Comitas latescens

Scientific classification
- Kingdom: Animalia
- Phylum: Mollusca
- Class: Gastropoda
- Subclass: Caenogastropoda
- Order: Neogastropoda
- Superfamily: Conoidea
- Family: Pseudomelatomidae
- Genus: Comitas
- Species: C. latescens
- Binomial name: Comitas latescens (Hutton, 1873)
- Synonyms: Pleurotoma latescens Hutton, 1873 (original combination)

= Comitas latescens =

- Authority: (Hutton, 1873)
- Synonyms: Pleurotoma latescens Hutton, 1873 (original combination)
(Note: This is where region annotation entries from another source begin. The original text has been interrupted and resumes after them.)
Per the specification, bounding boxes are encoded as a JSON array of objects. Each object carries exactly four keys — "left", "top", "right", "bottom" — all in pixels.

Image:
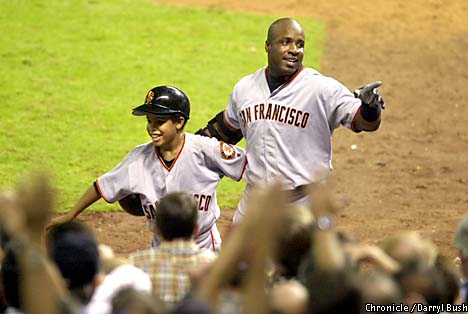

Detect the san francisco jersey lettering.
[
  {"left": 224, "top": 68, "right": 361, "bottom": 189},
  {"left": 96, "top": 133, "right": 247, "bottom": 249}
]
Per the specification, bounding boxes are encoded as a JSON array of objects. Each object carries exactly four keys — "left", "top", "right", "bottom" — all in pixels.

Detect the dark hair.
[
  {"left": 46, "top": 221, "right": 99, "bottom": 290},
  {"left": 1, "top": 240, "right": 24, "bottom": 310},
  {"left": 155, "top": 192, "right": 198, "bottom": 241}
]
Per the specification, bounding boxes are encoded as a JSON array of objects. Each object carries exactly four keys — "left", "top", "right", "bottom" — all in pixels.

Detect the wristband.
[{"left": 360, "top": 103, "right": 381, "bottom": 122}]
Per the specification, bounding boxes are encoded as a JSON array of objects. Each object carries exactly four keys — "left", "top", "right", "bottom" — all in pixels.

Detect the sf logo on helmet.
[{"left": 146, "top": 90, "right": 154, "bottom": 104}]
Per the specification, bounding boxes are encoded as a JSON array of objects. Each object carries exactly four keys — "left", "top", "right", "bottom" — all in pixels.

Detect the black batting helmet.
[{"left": 132, "top": 86, "right": 190, "bottom": 120}]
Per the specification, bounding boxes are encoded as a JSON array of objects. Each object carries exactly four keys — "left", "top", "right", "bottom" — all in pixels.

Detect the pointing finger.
[{"left": 365, "top": 81, "right": 382, "bottom": 90}]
Extinct species of gastropod

Comitas latescens is an extinct species of sea snails, a marine gastropod mollusc in the family Pseudomelatomidae, the turrids and allies.

==Description==
The length of the shell attains 21.5 mm, its diameter 10.1 mm.

The fusiform shell has an acute spire. The rounded whorls are closely spirally striated. The spire whorls are obliquely plicated. There is a deep, broad groove at the suture. The aperture is ovate. The siphonal canal is rather produced. The body whorl is shorter than the spire.

==Distribution==
This extinct marine species was endemic to New Zealand and was found off Mount Brown.